Transcript
Introduction
"She was being crushed, not all at once, but slowly, a little at a time. The pressure of 10 million tons of ice, which was driving in against her sides and dying as she was, she cried in agony. Her frames and planking, her immense timbers, many of them almost a foot thick, screamed as the killing pressure mounted. And when her timbers could no longer stand the strain, they broke with a sound like an artillery fire."
"Forward, where the worst of the onslaught was concentrated, the ice was inundating her. It piled higher and higher against her bowls as she repelled each new wave until gradually it mounted to her bulwarks, then crashed across the deck, overwhelming her with a crushing load that pushed her head down even deeper. More than any other single impression in those final hours, all the men were struck almost to the point of horror by the way the ship behaved like a giant beast in its death agonies. Later to the privacy of his diary, Macklin confided, 'I do not think I have ever had such a horrible, sickening sensation of fear as I had whilst in the hold of that breaking ship.'"
"The general feeling of relief at being off the ship was not shared by one man. His name was, Sir Ernest Shackleton, and the 27 men he had watched so ingloriously leaving their stricken ship where the members of his Imperial Trans-Antarctic Expedition. The date was October 27, 1915. The name of the ship was Endurance. The position was in the icy wasteland of the Antarctic's treacherous Weddell Sea, just about midway between the South Pole and the nearest known outpost of humanity, some 1,200 miles away."
"Few men have borne the responsibility Shackleton did at that moment, though, he certainly was aware that their situation was desperate. He could not possibly have imagined then the physical and emotional demands that ultimately would be placed upon them. The rigors they would have to endure, the suffering to which they would be subjected. Nobody in the outside world knew they were in trouble, much less where they were. They had no radio transmitter with which to notify any would-be rescuers and it is doubtful that any rescuers could have reached them even if they had been able to broadcast an SOS. It was 1915. There were no helicopters. There were no suitable planes. Thus, their plight was naked and terrifying in its simplicity. If they were to get out, they had to get themselves out."

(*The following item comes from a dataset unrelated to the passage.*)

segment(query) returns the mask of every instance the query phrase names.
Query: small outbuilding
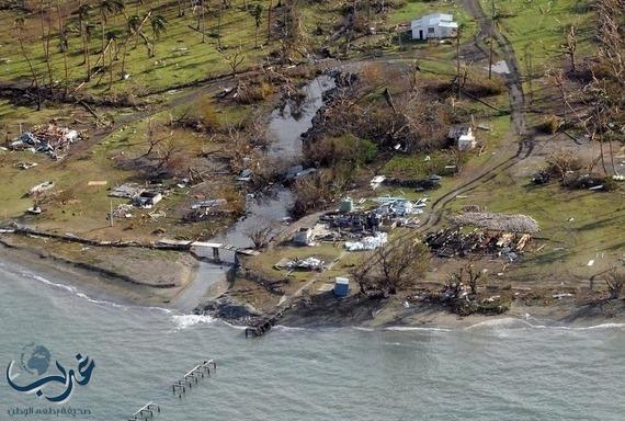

That was an excerpt from the book that I hold in my hand and the one I'm going to talk to you about today, which is, Endurance: Shackleton's Incredible Voyage and it was written by Alfred Lansing. This book was first published in 1959. And since then, it has popularized Shackleton's name so that his name has essentially become shorthand. If you want to describe traits of a great leader, somebody that refuses to give up, you would compare somebody to be like Shackleton. Shackleton's name appears over and over again in a lot of the biographies that I read for this podcast.